Custardguts, Feb 11 2008

       Acutally in order for the device to turn on and off automatically, you would need two 555 timers...one for the on-delay and one for the off-delay. Fortunately, for all wateriing mankind, there is a dual 555 timer called a 556. If you will look up 556 and 555 timer applications, especially via Forrest Mims web site, you will find almost exactly what you are looking for....shematically, of course. However, nice things like water proof case, relay controlled valves etc will be up to your personal enginuity. This is not a difficult project...just about any amature electronics hobbiest should be able to cobble one together in a few hours and a visit or two to Radioshack.   

       Of course, getting the electronic timers to run on water instead of a low cost 9 volt battery is another challenge...   

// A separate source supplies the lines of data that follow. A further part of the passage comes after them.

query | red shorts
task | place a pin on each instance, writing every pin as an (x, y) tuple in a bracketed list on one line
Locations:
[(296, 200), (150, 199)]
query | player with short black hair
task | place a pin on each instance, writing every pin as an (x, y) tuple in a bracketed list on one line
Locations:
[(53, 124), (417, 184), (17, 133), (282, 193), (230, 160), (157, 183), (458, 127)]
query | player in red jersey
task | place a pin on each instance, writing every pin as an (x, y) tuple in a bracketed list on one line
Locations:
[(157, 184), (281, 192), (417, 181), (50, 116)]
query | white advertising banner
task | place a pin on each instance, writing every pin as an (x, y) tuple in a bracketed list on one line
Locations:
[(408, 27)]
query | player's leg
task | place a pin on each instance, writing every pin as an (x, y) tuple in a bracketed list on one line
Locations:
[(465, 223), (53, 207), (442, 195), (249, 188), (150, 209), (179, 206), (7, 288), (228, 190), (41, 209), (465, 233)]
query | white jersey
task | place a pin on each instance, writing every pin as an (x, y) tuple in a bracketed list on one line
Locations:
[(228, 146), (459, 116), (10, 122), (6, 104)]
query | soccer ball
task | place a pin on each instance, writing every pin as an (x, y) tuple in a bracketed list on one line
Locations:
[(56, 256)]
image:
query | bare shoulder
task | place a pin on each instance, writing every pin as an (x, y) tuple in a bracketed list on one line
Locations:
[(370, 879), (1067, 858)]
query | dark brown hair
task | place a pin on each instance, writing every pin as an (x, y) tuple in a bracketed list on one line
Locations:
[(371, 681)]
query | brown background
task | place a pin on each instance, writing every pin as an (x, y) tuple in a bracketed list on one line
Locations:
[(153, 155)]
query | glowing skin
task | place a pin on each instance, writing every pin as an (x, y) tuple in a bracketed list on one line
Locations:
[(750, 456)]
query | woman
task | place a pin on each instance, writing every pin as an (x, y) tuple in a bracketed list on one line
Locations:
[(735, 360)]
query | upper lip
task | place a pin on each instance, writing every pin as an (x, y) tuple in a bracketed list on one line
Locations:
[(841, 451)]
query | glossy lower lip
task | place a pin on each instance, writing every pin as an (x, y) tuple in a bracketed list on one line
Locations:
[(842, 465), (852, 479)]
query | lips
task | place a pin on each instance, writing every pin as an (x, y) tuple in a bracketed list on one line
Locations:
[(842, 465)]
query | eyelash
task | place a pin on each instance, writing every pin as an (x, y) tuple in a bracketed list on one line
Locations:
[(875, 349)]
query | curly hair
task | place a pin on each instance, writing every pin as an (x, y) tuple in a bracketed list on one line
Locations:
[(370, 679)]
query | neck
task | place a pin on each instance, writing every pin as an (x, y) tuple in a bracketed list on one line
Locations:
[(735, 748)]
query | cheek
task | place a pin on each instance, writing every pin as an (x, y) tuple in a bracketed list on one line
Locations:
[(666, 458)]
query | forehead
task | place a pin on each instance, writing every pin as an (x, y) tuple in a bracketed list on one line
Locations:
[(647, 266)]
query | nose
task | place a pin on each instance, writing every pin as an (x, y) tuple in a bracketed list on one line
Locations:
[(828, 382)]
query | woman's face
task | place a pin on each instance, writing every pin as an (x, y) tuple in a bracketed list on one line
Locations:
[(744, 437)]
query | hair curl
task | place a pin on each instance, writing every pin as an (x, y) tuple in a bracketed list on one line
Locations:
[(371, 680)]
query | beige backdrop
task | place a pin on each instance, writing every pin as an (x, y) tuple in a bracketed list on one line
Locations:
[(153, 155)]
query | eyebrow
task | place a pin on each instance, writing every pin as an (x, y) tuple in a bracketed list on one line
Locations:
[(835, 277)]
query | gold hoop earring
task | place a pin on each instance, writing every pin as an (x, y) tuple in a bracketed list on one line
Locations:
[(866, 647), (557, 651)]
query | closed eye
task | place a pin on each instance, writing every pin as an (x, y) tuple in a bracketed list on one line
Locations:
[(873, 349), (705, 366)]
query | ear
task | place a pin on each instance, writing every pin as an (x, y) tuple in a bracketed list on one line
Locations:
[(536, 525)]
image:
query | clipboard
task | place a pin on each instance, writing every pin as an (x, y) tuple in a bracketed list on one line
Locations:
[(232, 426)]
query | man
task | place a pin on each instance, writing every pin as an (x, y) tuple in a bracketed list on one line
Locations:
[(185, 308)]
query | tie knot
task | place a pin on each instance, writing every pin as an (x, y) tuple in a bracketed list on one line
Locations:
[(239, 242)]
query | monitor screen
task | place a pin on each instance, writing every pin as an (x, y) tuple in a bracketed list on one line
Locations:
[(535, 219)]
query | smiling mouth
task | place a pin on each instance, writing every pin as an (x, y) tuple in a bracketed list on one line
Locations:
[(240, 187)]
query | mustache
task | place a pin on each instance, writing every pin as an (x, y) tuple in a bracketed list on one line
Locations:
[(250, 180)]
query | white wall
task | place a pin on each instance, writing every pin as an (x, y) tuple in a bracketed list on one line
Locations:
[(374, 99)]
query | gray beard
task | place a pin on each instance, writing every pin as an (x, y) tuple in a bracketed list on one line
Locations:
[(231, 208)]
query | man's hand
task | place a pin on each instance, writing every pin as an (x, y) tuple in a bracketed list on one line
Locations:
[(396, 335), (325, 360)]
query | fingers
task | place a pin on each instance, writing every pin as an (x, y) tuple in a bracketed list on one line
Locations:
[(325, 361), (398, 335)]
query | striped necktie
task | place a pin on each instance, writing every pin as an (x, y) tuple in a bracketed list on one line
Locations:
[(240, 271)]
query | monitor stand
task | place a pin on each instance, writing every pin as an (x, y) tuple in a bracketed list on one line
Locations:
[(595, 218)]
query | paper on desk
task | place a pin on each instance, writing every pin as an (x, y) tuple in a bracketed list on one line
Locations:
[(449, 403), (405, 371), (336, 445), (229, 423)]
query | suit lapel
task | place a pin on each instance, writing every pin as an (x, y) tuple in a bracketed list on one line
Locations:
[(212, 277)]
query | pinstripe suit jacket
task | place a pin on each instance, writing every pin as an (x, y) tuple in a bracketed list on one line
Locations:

       Here's a fresh hot bun on me...good idea.
Blisterbob, Feb 11 2008

       A toilet tank is a common type of water “accumulator”. It’s not a complete analogy for the idea, except for emptying and filling on each cycle. That tank's “monostable” (one cycle for each input). If you want it to be on an automatic loop, you will run “astable” -- on and off at a steady rhythm.

Yes, you will need two "hydraulic 555" oscillators, as [BlisterBob] said, for this idea to work. Otherwise, if it turns on every 24 hours, it runs for 24 hours before the valve closes.
Amos Kito, Feb 11 2008

       Good point, Amos. Suppsoe one had a very slow filling tank, that once the float triggered, it initiated a watering sysle that then emptied the tank via a venturi.....when the tanks finally emptied, another (off) float triggered the stop and the tank began to slow fill again restarting the entire process. I actually think this thing could work quite reliably...watch out in very cold weather, of course. Adjustment of the times would be by way of the filling valve and the emptying valve at the venturi.
Blisterbob, Feb 11 2008

       [Blisterbob], that's pretty much how the 555 timer works, by charging and discharging a capacitor, and monitoring the voltage levels.